Much has been made of President Trump’s sweeping comments and random tweets. But now that he’s been officially sworn in, the consequences for American workers are much more tangible.
Donald Trump will soon decide whether or not to repeal a number of pro-worker regulations that make a real difference in the lives of working people.
Regulations make sure our food is inspected, and Wall Street firms from bleeding our retirement funds. They help us stay safe on the job, and to prevent airplanes from falling apart in the sky.
The push for removing regulations has always come from those in the millionaire and billionaire class, who want to line their pockets at the expense of everyday Americans. They prefer rules that maximize their wealth — a trickle-down approach that has failed our nation time and time again.
Overtime pay is one example. If you make $47,476 or less, a new rule says your employer must pay you fairly if you work more than 40 hours a week. This is a necessary step to restore overtime protections that have been eroding for decades.
But now a U.S. district court in Texas has halted the rule, and the man Trump has tapped to lead the Labor Department is openly hostile to it.
Abandoning the overtime rule would amount to a pay cut for workers like Lora McCrary, who manages a profitable national auto supply chain where the demands of her job require approximately 70 hours a week. Even though she makes a little over $24,000 a year, like many other modestly paid “managers,” she doesn’t get a cent in overtime.

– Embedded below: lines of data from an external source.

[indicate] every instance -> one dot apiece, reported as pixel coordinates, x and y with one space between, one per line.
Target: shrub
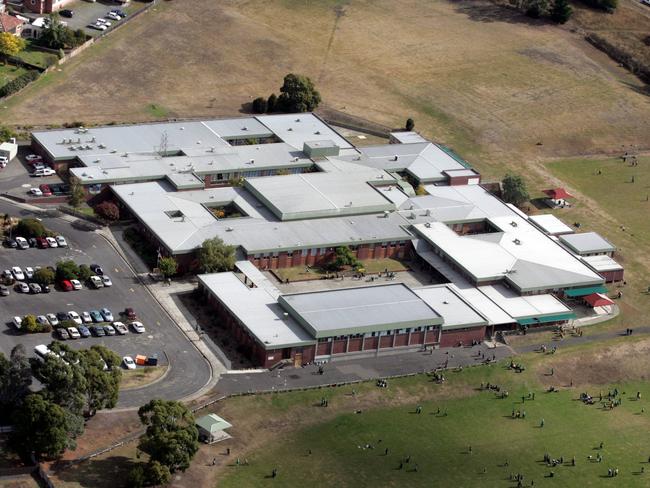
18 83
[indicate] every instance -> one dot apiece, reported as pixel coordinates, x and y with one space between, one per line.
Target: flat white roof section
257 310
587 243
359 310
456 312
315 195
550 224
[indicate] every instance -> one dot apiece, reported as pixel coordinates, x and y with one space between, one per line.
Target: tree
514 189
298 94
216 256
44 276
171 437
561 11
30 228
15 380
77 194
67 270
41 427
259 105
272 103
109 210
168 266
11 45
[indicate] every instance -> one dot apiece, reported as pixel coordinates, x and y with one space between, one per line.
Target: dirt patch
599 366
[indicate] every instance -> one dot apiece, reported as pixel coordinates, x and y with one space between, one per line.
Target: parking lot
188 370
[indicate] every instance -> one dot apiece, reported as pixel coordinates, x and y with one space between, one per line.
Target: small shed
212 428
557 197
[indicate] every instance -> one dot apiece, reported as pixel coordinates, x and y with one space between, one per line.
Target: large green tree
15 380
216 256
43 428
514 189
171 437
298 94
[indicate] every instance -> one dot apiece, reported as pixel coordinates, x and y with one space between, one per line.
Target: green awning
547 319
581 292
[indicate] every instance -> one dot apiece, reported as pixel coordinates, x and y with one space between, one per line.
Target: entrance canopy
598 300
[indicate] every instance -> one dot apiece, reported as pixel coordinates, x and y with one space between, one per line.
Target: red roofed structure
597 300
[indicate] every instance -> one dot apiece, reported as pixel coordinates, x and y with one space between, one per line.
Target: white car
128 362
51 318
138 327
74 316
18 273
44 172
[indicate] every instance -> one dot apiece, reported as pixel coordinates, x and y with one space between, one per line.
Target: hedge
18 83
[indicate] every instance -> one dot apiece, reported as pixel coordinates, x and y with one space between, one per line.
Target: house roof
558 193
9 23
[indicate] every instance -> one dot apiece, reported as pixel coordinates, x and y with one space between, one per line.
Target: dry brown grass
472 75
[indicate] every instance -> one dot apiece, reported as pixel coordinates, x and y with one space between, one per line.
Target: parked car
51 318
18 273
97 330
130 313
120 328
74 316
22 243
138 327
9 242
96 316
96 281
22 287
44 172
106 313
34 288
128 362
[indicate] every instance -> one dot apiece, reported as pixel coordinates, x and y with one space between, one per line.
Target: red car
66 285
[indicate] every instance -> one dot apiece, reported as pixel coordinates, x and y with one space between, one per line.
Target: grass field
488 82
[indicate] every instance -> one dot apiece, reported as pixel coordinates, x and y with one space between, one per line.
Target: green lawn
8 72
439 444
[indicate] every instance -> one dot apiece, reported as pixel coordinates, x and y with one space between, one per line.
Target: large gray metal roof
359 310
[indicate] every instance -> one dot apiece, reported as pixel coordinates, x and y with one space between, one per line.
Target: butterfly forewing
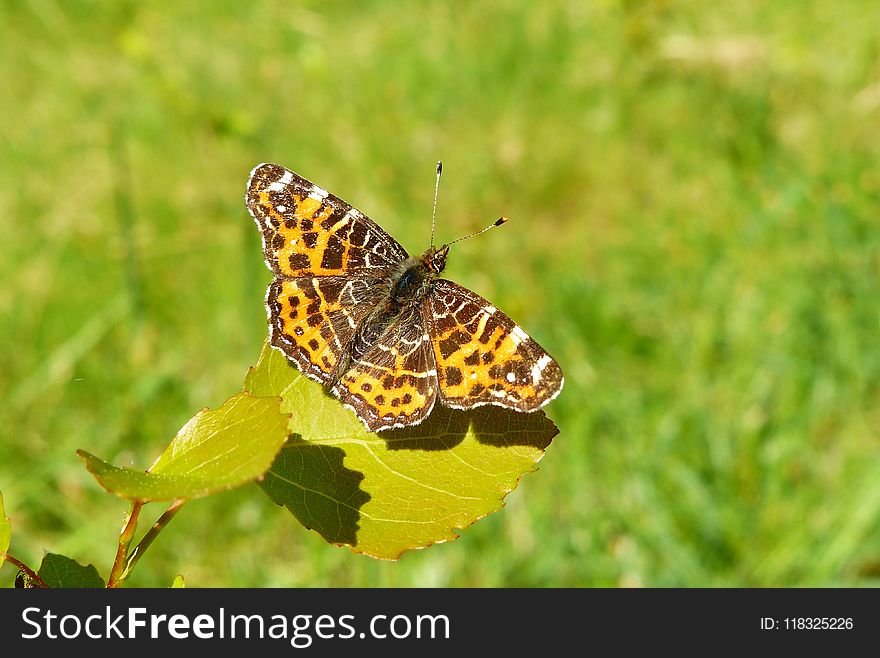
308 231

With the new rule, the company would have to provide time and a half for each hour of overtime worked. Without the rule, Lora and millions of others will be forced to continue living on partial paychecks, leaving less money for gas, groceries and rent.
Here’s another example: After decades of deliberation and delay, the Obama administration instituted long overdue controls on deadly silica dust, which literally suffocates workers to death. Repealing the silica rule would make life more dangerous for millions of people who work in construction, foundries, shipyards and oil and gas.
Trump could also dismantle an executive order that ensures federal contracts go to employers that respect workers’ rights and obey wage and workplace safety laws, resuming the flow of taxpayer dollars to corporations that exploit and marginalize working people. This essentially rewards bad actors. Working people are rightly concerned about what lies ahead.
The debate over regulations is more than talk show chatter. Government rules and standards help shape our daily lives. Over the last eight years, the Obama administration has taken numerous important, commonsense actions with the aim of building an economy that is fairer for working people. President Trump should not spend his first days in office dismantling this progress. The result would be an all-out assault on our paychecks, safety and economic security.
“Burdensome regulation” is one of the great lies in American politics. It is not a burden to be paid for the hours you work. It is not a burden to be safe on the job from illness, injury or death. The American dream is not a burden.
Trump promised to make life better for American workers. Now, as president, he has a chance to honor those promises with action. His Cabinet nominations — including a Labor Secretary who routinely violates labor law — are a bad start. But Trump can help stop the bleeding by leaving hard-won, pro-worker regulations in place.
If not, millions of Americans will be dramatically worse off.
Richard Trumka is president of the 12.5 million member AFL-CIO, America’s labor federation.